Rechtgeaarde mensen die het niet met hun geweten konden rijmen dat God slechtheid door de vingers zou zien enkel op grond van iemands afstamming, moeten met veel genoegen naar zulk onderwijs van Jezus hebben geluisterd.
Het getuigenis van krachtige werken
Een belangrijke reden waarom velen naar Jezus luisterden, was zijn vertoon van wonderbare kracht. Soms gaf hij blijk van een bovenmenselijke kennis van personen en gebeurtenissen (Joh. 1:47-49; 4:16-19). Op een bruiloftsfeest veranderde hij water in wijn en bij andere gelegenheden zorgde hij voor een wonderbare vermenigvuldiging van voedsel waardoor aan de behoeften van een grote groep mensen kon worden voldaan (Joh. 2:1-11; Mark. 6:32-44; 8:1-9). En behalve dat ging Jezus ook rond terwijl hij „elke soort van kwaal en elk soort van gebrek onder het volk genas” (Matth. 4:23; 9:35; 10:1). Verscheidene keren wekte hij zelfs gestorvenen uit de doden op. — Mark. 5:35, 38-42; Luk. 7:11-17; Joh. 11:1-44.
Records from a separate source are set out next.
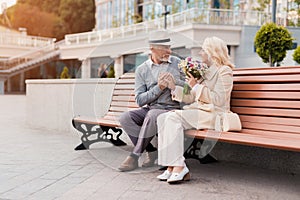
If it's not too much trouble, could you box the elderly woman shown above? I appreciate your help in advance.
[157,37,234,183]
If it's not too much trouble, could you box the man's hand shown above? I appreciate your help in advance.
[187,72,197,88]
[166,73,175,90]
[157,73,168,90]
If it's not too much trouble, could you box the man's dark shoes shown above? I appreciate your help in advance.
[142,151,157,167]
[119,156,139,172]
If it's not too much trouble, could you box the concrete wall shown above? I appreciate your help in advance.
[26,78,116,132]
[234,26,300,68]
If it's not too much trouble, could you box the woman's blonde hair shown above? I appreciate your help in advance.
[202,37,234,68]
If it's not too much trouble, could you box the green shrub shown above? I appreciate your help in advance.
[254,23,294,66]
[293,46,300,64]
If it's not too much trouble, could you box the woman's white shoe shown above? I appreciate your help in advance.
[156,170,172,181]
[167,166,191,183]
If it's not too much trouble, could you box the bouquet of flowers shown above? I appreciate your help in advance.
[179,57,208,79]
[178,57,208,94]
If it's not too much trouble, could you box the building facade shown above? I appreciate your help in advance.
[57,0,300,78]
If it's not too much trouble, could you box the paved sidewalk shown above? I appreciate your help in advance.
[0,95,300,200]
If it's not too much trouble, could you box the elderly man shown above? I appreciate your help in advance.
[119,30,185,171]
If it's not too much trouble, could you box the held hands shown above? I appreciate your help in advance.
[187,72,197,88]
[157,73,168,90]
[158,72,175,90]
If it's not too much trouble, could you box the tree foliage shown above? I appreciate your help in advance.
[293,46,300,64]
[11,4,56,37]
[2,0,95,40]
[59,0,95,33]
[253,0,270,12]
[254,23,294,66]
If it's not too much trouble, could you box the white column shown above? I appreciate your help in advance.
[0,79,5,95]
[20,72,25,92]
[114,56,124,78]
[81,58,91,79]
[230,46,236,64]
[7,78,11,92]
[190,47,201,60]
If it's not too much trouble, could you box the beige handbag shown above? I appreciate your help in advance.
[215,112,242,132]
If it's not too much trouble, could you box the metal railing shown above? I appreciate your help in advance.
[0,32,55,47]
[65,8,271,45]
[0,43,56,72]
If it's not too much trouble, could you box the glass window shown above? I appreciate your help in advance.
[124,53,148,73]
[91,57,114,78]
[172,47,191,59]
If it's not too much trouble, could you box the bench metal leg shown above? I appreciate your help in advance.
[72,120,126,150]
[184,138,218,164]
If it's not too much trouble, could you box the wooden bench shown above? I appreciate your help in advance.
[72,67,300,156]
[72,73,138,150]
[186,67,300,156]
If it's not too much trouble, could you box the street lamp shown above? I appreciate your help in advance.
[161,0,173,29]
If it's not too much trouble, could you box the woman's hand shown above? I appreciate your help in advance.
[187,72,197,88]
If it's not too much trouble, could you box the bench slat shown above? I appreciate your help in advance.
[231,99,300,108]
[231,107,300,118]
[233,74,299,83]
[109,106,136,112]
[74,116,120,127]
[240,128,300,140]
[115,84,134,91]
[112,95,135,102]
[233,83,300,91]
[233,66,300,76]
[231,91,300,99]
[242,121,300,134]
[186,130,300,151]
[117,79,134,84]
[113,90,134,96]
[239,115,300,127]
[110,101,138,108]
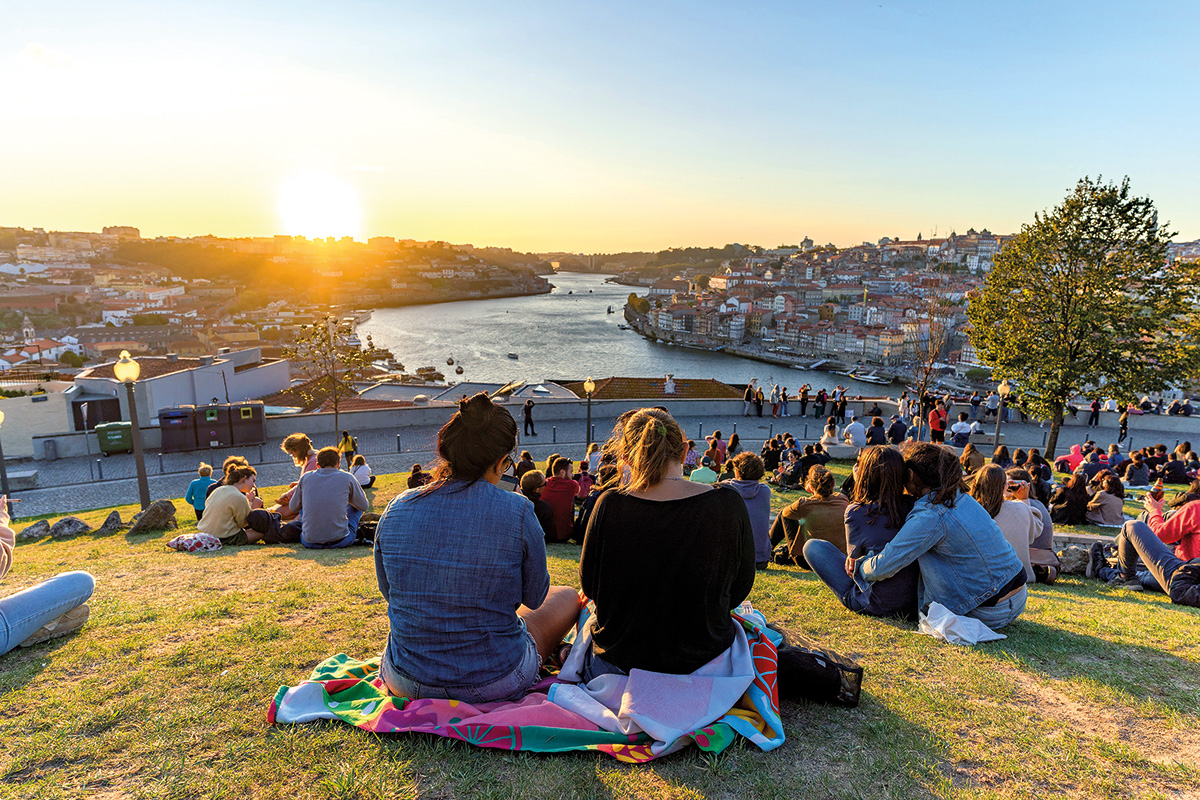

Zulke krachtige werken brachten velen ertoe Jezus serieus te nemen. Grote groepen verbaasde omstanders slaakten uitroepen als: „Een groot profeet is onder ons verwekt.” „Dit is stellig de profeet die in de wereld zou komen.” — Luk. 7:16; Joh. 6:14; vergelijk Deuteronomium 18:15-19.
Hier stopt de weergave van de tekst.